The day before, Lilly shares had reached an all-time high of $108. The unfavorable ruling was one of many setbacks that sent the shares on a prolonged slide, with the stock bottoming out at $29 at the depths of the financial crisis in 2008.

The job of turning things around fell to longtime Lilly executive John Lechleiter, whose immediate task upon taking the helm as CEO that year was to brace the company for a devastating barrage of patent expirations at the same time Lilly’s labs raced to bring new drugs to market.

Now is a less-painful time to relive those lowlights because Lilly shares have surged back, climbing 45 percent since October 2013, to above $70. The stock hasn’t traded in this range for 11 years.

And analysts, many of whom questioned whether Lilly could withstand the challenges without giving up its independence and finding a merger partner, now say the company appears to have turned the corner, thanks to a pipeline flush with promising products.btn-fever.gif

Management “has done a nice job getting through the difficult patent expiry period, and it appears that Lilly now has a good opportunity to put up low-to-mid teens EPS [growth] over the next 5 years, which should be near the best in the sector,” UBS analyst Marc Goodman said in a Jan. 31 report.

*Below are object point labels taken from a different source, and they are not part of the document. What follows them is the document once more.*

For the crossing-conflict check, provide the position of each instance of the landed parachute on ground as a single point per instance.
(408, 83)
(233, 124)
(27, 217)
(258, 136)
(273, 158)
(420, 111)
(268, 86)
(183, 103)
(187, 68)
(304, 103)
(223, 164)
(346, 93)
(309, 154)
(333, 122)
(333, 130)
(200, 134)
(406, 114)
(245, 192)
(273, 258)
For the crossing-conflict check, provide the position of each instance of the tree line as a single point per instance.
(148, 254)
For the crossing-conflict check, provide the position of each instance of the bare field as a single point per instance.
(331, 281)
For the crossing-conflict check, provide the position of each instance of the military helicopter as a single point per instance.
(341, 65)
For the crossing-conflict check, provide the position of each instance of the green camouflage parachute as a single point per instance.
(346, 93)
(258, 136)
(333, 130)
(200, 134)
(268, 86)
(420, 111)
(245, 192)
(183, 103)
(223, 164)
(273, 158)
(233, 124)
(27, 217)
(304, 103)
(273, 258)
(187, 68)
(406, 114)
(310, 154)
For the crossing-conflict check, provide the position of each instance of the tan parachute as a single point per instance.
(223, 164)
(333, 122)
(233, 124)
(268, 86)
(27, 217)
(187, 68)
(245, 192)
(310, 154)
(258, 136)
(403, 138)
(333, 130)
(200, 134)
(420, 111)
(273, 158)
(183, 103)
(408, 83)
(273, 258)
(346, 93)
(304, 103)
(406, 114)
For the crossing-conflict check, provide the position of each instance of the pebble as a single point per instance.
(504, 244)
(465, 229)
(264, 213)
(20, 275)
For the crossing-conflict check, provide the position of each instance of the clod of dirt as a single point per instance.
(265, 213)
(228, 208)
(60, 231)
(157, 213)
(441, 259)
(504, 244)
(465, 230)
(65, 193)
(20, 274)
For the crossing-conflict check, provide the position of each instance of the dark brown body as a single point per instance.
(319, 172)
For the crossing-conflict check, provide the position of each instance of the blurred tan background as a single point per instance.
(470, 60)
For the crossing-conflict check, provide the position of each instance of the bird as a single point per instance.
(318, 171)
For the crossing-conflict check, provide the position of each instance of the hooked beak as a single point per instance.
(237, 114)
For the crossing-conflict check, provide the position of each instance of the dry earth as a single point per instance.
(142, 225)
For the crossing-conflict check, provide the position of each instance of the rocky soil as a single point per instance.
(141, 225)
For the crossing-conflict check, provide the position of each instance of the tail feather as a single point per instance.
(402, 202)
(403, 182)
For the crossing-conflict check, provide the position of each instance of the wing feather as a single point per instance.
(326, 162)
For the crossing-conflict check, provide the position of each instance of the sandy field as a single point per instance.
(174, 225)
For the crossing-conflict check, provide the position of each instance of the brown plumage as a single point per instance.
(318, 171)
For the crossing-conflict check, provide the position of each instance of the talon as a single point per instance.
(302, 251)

Bernstein analyst Tim Anderson said in a report that Lilly had been one of the “most controversial” stocks in the pharmaceutical industry, but “there has been a slow shift toward sentiment becoming more positive.” He said the company “is a pipeline-driven return to growth story which is attractive.”

Back in the dark days of 2010, as Lechleiter looked forward through 2014, four blockbusters—the cancer drug Gemzar, the schizophrenia treatment Zyprexa, the anti-depressant Cymbalta and the osteoporosis medicine Evista—were set to lose patent protection, opening the door to a flood of generic competition. Together, the four had generated $10.4 billion of Lilly’s $21.8 billion in 2009 sales.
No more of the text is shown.